Even though I’ve never considered myself an advocate for patriarchy, I see how much it, in some ways benefits me, and other ways disempowers me. As a man, it benefits me because patriarchy prioritizes men and the way men take up space in the world around them. On the other hand patriarchy also disempowers men because of how it isolates us from expressing ourselves. I have spent much of my life walled up when it has come to emotions such as loneliness, anger, fear and depression. It has caused me a lot of grief and pain because I haven’t been able to open up to other people around me in a real and authentic way up until recently.
And then there’s sex. When I read the author’s thoughts on sex, it caused me to reflect on my own male entitlement around sex and where that entitlement came from.
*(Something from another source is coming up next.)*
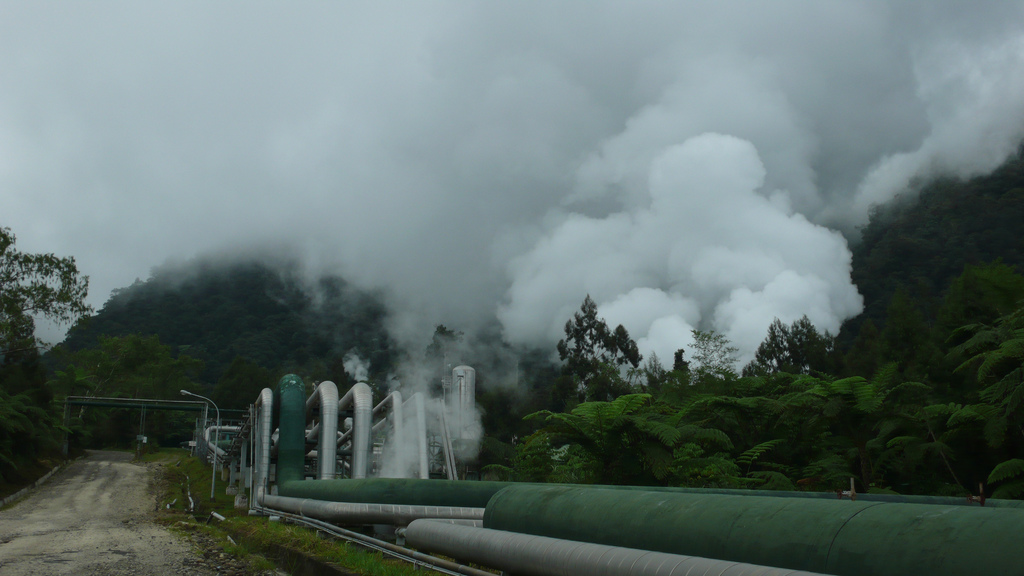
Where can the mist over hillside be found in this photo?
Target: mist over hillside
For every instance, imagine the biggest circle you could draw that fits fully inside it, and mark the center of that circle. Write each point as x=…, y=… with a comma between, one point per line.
x=266, y=313
x=689, y=165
I see how this entitlement has actually caused me to focus on a very narrow perspective and experience around sex, while missing out on some of the more subtle nuances and experiences around sex. I also see how it can exclude love from sex because the emphasis on sex is fixated around performance and how sex reinforces a man’s image of himself.
I look at how patriarchy has played a role in my experiences. It’s something I’ve often not even thought about for much of my life (an example of male privilege) and my realization has really come about because of getting involved in the men’s movement and through conversations I’ve had around the impact of patriarchy with other people in my life. I see how patriarchy has damaged my relationships with lovers, and I also see how it has isolated for most of my life. I have only recently, in the scale of my life, developed healthy relationships with other men and I am in the same process of figuring out how to have healthy relationships with women.
I feel sad about the impact patriarchy has had on my life. It has shaped me in ways that has kept me from being fully present in the relationships I have been in. It has limited me in ways that I am only now realizing because of how it has conditioned me to look at the world through a very specific filter. Yet I also know that this is part of men’s work: We become aware of the programming and packaging that effects our lives and we fully accept how it has benefitted and harmed us, so that we can make changes.